Este pensamento é fruto da tendência dos seguidores de Marx de não enxergar pessoas como indivíduos. Para eles, pessoas são apenas números, membros de uma classe, e todas devem pensar e agir da mesma forma, de acordo com as definições da classe (algo que sempre irrita muito os de pensamento à esquerda é a existência de pessoas que não agem da forma esperada, que são chamadas “traidores da classe”). De forma preconceituosa e pejorativa, este pensamento trata todos os empregados como seres sem individualidade, como uma massa em que um pode ser trocado por outro como se fossem todos a mesma coisa e ninguém tivesse qualidades e características individuais.
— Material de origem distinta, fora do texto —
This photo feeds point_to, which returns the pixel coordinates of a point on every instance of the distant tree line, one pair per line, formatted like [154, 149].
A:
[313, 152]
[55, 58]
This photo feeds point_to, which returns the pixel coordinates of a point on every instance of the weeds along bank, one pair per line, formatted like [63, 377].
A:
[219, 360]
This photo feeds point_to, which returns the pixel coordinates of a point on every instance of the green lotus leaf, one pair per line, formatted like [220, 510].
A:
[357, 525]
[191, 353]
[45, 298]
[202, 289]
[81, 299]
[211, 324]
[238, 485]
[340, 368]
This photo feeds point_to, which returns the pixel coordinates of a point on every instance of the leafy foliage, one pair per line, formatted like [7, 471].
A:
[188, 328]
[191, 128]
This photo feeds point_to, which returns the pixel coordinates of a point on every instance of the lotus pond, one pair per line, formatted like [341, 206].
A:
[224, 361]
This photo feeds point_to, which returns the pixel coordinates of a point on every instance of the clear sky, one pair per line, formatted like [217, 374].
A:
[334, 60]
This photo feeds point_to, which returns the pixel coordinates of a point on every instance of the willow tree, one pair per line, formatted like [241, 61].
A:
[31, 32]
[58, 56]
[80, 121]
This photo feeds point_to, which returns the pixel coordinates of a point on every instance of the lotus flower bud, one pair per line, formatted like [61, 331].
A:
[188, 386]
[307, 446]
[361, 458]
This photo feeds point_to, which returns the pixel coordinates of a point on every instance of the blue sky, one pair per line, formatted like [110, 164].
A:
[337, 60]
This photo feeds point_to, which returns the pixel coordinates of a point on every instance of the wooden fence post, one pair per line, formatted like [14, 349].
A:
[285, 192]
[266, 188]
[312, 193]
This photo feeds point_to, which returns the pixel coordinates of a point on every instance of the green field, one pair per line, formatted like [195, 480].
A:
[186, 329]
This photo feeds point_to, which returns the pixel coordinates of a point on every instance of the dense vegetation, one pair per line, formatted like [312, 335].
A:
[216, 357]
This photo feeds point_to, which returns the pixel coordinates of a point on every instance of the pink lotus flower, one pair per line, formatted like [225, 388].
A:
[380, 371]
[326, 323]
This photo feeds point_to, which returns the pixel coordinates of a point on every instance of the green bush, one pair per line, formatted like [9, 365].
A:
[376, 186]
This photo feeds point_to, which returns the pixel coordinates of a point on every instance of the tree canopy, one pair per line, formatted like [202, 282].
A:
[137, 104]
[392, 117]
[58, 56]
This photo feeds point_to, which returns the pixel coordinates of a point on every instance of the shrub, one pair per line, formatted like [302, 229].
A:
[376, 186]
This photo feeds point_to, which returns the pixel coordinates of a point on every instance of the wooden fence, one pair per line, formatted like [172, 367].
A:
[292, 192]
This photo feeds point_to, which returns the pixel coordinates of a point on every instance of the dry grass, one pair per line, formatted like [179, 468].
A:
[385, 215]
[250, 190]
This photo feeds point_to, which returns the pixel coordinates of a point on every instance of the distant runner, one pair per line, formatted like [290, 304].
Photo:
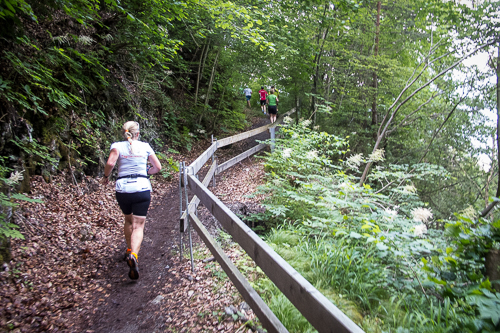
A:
[272, 102]
[248, 93]
[263, 97]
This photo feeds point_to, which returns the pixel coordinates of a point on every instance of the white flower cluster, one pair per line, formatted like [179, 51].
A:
[355, 160]
[421, 214]
[377, 155]
[420, 230]
[311, 155]
[409, 189]
[287, 153]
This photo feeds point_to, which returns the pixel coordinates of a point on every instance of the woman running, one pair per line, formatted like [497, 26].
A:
[272, 101]
[133, 189]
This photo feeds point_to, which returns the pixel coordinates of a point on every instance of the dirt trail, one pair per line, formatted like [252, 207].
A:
[133, 306]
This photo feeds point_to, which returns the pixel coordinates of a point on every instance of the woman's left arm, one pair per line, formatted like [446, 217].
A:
[156, 165]
[110, 164]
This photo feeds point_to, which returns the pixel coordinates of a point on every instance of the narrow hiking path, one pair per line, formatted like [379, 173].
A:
[69, 275]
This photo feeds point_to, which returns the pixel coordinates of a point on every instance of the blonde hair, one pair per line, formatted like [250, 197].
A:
[130, 130]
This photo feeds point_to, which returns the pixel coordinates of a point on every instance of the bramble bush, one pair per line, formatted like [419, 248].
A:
[375, 245]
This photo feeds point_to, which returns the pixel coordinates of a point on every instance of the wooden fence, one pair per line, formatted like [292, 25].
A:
[315, 307]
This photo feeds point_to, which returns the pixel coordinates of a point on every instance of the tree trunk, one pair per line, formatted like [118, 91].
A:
[492, 265]
[375, 75]
[317, 60]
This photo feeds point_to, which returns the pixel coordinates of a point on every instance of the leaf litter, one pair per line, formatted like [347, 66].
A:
[59, 278]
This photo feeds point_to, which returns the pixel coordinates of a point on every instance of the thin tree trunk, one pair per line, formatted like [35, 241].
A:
[209, 91]
[375, 74]
[201, 65]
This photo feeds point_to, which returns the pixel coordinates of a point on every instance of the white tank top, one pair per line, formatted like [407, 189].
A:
[132, 164]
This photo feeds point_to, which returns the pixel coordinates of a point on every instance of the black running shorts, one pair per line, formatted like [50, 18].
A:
[134, 203]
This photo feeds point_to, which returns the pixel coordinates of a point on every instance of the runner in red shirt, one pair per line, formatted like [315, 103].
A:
[263, 97]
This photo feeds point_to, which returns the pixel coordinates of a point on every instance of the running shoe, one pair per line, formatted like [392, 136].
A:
[125, 258]
[134, 267]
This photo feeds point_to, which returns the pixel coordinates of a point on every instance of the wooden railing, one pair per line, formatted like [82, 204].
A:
[313, 305]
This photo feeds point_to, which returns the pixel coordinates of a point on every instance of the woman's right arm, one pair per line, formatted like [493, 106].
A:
[110, 164]
[156, 165]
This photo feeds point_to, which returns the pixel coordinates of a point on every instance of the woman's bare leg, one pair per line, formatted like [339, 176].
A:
[128, 228]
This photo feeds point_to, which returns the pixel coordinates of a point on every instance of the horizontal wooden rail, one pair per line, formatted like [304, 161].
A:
[266, 316]
[194, 167]
[242, 136]
[315, 307]
[195, 200]
[240, 157]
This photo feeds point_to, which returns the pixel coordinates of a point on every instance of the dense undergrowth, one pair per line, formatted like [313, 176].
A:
[374, 250]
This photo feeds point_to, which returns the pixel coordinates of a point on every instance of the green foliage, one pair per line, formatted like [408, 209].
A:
[8, 203]
[376, 247]
[169, 165]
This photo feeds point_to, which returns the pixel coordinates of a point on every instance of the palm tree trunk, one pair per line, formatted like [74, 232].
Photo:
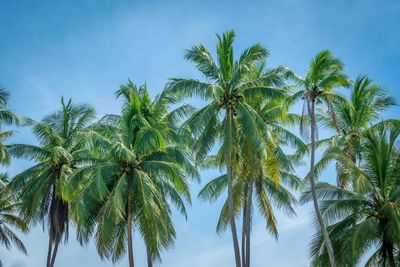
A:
[231, 211]
[129, 229]
[244, 235]
[53, 257]
[149, 258]
[49, 251]
[232, 217]
[328, 244]
[248, 220]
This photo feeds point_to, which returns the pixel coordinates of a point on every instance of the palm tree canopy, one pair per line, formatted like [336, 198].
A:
[141, 154]
[61, 139]
[370, 217]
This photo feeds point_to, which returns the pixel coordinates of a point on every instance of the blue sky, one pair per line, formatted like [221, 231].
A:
[86, 49]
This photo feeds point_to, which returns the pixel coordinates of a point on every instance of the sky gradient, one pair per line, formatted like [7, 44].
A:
[86, 49]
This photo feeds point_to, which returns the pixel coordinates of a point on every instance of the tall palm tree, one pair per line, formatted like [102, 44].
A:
[325, 73]
[226, 87]
[262, 177]
[61, 139]
[367, 221]
[354, 116]
[140, 166]
[9, 220]
[6, 117]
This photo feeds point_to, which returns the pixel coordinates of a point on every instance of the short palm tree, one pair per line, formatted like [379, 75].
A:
[61, 138]
[226, 87]
[354, 116]
[325, 73]
[364, 223]
[140, 167]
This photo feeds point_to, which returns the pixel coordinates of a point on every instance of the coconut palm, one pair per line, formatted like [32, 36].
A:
[140, 168]
[6, 117]
[9, 220]
[354, 116]
[364, 224]
[61, 138]
[325, 73]
[226, 87]
[264, 174]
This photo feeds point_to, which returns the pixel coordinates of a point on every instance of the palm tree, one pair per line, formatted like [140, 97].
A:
[6, 117]
[261, 173]
[354, 116]
[9, 220]
[324, 74]
[367, 221]
[226, 88]
[140, 167]
[61, 139]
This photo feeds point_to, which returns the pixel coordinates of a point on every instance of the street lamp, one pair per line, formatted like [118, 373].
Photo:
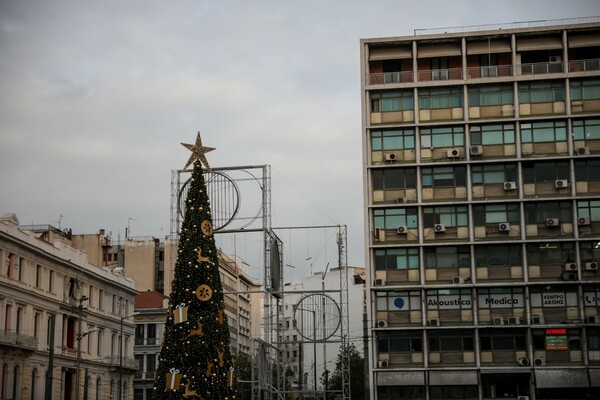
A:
[79, 337]
[121, 354]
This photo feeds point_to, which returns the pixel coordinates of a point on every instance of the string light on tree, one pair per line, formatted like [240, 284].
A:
[195, 360]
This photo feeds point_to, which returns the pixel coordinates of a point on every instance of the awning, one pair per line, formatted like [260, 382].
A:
[399, 378]
[485, 47]
[389, 53]
[439, 50]
[541, 43]
[561, 378]
[448, 378]
[584, 41]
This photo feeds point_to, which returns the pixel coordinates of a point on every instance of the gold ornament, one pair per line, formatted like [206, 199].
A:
[203, 292]
[197, 332]
[206, 227]
[198, 152]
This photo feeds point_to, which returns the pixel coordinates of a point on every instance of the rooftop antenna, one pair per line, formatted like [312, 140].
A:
[128, 231]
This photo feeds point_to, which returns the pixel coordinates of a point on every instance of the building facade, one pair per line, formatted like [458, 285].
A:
[58, 309]
[481, 154]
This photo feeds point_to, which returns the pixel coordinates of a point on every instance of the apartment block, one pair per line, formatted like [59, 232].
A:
[481, 160]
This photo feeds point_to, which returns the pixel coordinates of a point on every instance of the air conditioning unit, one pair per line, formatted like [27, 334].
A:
[561, 183]
[583, 151]
[402, 229]
[453, 153]
[376, 233]
[439, 228]
[570, 267]
[584, 221]
[591, 266]
[569, 276]
[476, 150]
[538, 362]
[524, 362]
[551, 222]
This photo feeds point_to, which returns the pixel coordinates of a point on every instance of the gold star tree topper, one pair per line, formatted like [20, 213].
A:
[198, 152]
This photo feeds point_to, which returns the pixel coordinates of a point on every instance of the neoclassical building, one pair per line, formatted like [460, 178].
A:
[58, 310]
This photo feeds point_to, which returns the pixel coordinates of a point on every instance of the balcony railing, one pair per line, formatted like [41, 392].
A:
[18, 340]
[541, 68]
[490, 71]
[584, 65]
[379, 78]
[443, 74]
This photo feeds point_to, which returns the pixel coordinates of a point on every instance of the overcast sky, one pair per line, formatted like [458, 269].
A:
[96, 96]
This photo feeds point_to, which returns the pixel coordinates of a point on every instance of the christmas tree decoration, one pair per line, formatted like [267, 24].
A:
[180, 313]
[195, 358]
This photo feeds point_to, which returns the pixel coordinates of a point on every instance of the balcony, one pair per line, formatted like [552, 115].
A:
[443, 74]
[13, 339]
[584, 65]
[542, 68]
[382, 78]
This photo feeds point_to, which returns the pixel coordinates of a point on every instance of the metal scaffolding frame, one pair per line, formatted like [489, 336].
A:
[268, 376]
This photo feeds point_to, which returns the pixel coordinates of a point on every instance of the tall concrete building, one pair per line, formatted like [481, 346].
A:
[481, 154]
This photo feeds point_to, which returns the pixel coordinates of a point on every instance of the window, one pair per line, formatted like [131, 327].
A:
[585, 89]
[445, 136]
[587, 170]
[546, 131]
[586, 129]
[447, 257]
[490, 95]
[541, 92]
[392, 218]
[392, 101]
[151, 331]
[590, 209]
[435, 98]
[498, 255]
[398, 301]
[541, 172]
[451, 341]
[495, 214]
[394, 178]
[493, 134]
[449, 216]
[492, 174]
[393, 139]
[558, 253]
[38, 276]
[399, 342]
[399, 258]
[538, 213]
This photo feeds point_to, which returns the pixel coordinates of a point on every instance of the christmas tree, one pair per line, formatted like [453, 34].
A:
[195, 358]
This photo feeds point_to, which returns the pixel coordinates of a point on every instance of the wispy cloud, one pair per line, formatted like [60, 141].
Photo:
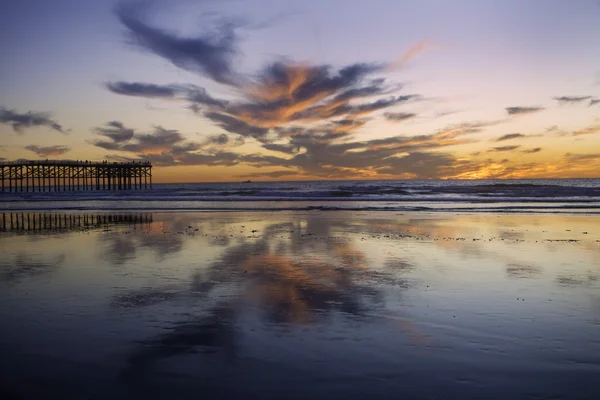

Ora, a mão-de-obra é uma mercadoria como outra qualquer, e é comprada e vendida através do que se chama Relação de Emprego. Se a mão-de-obra é abundante e a demanda é baixa, o preço, isto é, o salário, diminui. Ocorrendo o contrário, aumenta. Mas o valor não é igual para todos, ao contrário, é um atributo individual: o trabalhador com mais habilidade, mais inteligência, mais responsabilidade, etc, sempre será mais desejado, e portanto mais caro, que os que não têm estas qualidades. Novamente, o capitalismo de livre-mercado dá a todos a liberdade de usar o mercado a seu favor: uma pessoa inteligente não irá escolher uma profissão onde exista muita oferta e pouca demanda, mas o contrário.
Conclusão: Neste século, as desculpas e os argumentos para o “coitadismo” estão sumindo rapidamente. Todo o falatório sobre “desigualdade”, “falta de oportunidades”, “pontos de partida desiguais”, se torna cada vez mais obsoleto diante da tecnologia que dá acesso barato ou mesmo gratuíto ao bem mais importante que existe: a informação. Aquilo que há poucas décadas atrás só estava ao alcance de quem podia pagar por livros caros e colégios exclusivos, hoje está ao alcance de um clique. Se antes conhecer o mundo era privilégio de poucos, hoje o mundo inteiro e tudo que nele acontece chega de graça em nossa casa ou no bolso onde está o smartphone. Se um dia uma família precisava trabalhar de sol a sol apenas para conseguir plantar e colher o necessário para sobreviver, hoje a tecnologia fornece não apenas o essencial mas também o supérfluo por preços baixos. Só o que falta é que nossa sociedade valorize a livre escolha e a noção de que cada indivíduo pode ser responsável por seu futuro.